Pike’s move is sensible, logical, woman-friendly - and overdue. It’s one step towards protecting vulnerable women who feel pressured into the waiting arms of an abortionist.
For close to a decade I have been collecting the experiences of women devastated by abortion. They would have liked independent counselling - separate from the abortion provider - and a cooling-off period. Fortunately, Pike has not allowed her pro-choice views to cloud the need for these provisions, at least for some women.
While late-term abortionist David Grundmann - the man who is consoling women with his sharp instruments - claims women are given all the facts, (The Age, October 14, 2005) he is refusing to publicly disclose the methods he uses.
What is also trivialising is to tell a woman, “The best we can offer you is to eliminate your unanaesthetised viable - or almost viable - unborn child and then present you with a birth and death certificate”. Late-term abortion is a trade in human misery: the exploitation of vulnerable pregnant women who haven’t been helped and given alternatives. Think of the Melbourne and Sydney women who gave birth to their aborted babies at home in the toilet following incomplete late-term abortions. Or the mother of “Baby J” in the Northern Territory: the baby who cried for 80 minutes before dying.
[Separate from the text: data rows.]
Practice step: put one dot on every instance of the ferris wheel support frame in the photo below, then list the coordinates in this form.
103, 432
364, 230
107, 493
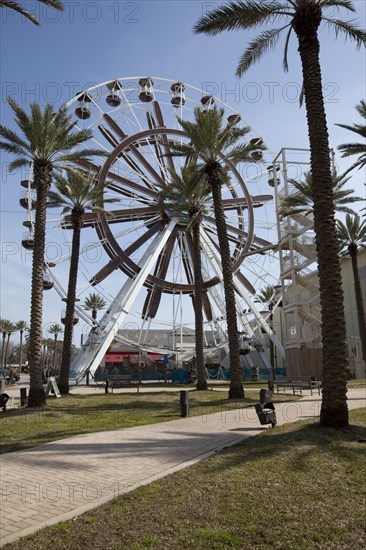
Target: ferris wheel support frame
101, 337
Fellow abortion travellers, Emily’s List, claims women are already given “balanced and accessible” counselling by their doctors. Sushi Das, in The Age, says most clinics and hospitals performing abortions “also provide counselling by professional staff”.
There’s plenty of evidence to show the opposite - the lack of professional and non-directive counselling available to pregnant women. Too often it’s only there to satisfy evidentiary requirements, rather than to properly explore women’s real issues and needs or to disclose physical and psychological risks or examine alternatives. Why aren’t these aspects considered essential reproductive rights also?
Many women are coerced by others, bullied and railroaded into an unwanted abortion. A surgical procedure is no answer to the emotional, social and financial problems which they so often carry alone. The cooling-off period can buy them time to find help and the support they need to continue their pregnancies, which are already nearing the end.
My only criticism is that Pike’s changes do not go far enough. It is unfortunate that women whose babies may have a suspected abnormality do not get the benefit of the new requirements. As my new book Defiant Birth reveals, these woman are also under pressure to eliminate their babies quickly, due to institutionalised prejudice against the disabled and under-resourcing of services for them.
Most are given worst-case scenarios for their child and rarely are they referred to support groups. Abortion for suspected fetal abnormality places women at greater risk of post-abortion trauma.
Melbourne woman Natalie Withers, who shared her experience for Defiant Birth, was not prepared for what she would go through with the late termination of her daughter who was diagnosed with heart and other problems. Natalie says she had “massive reservations” about an abortion but wasn’t given time or space to air them.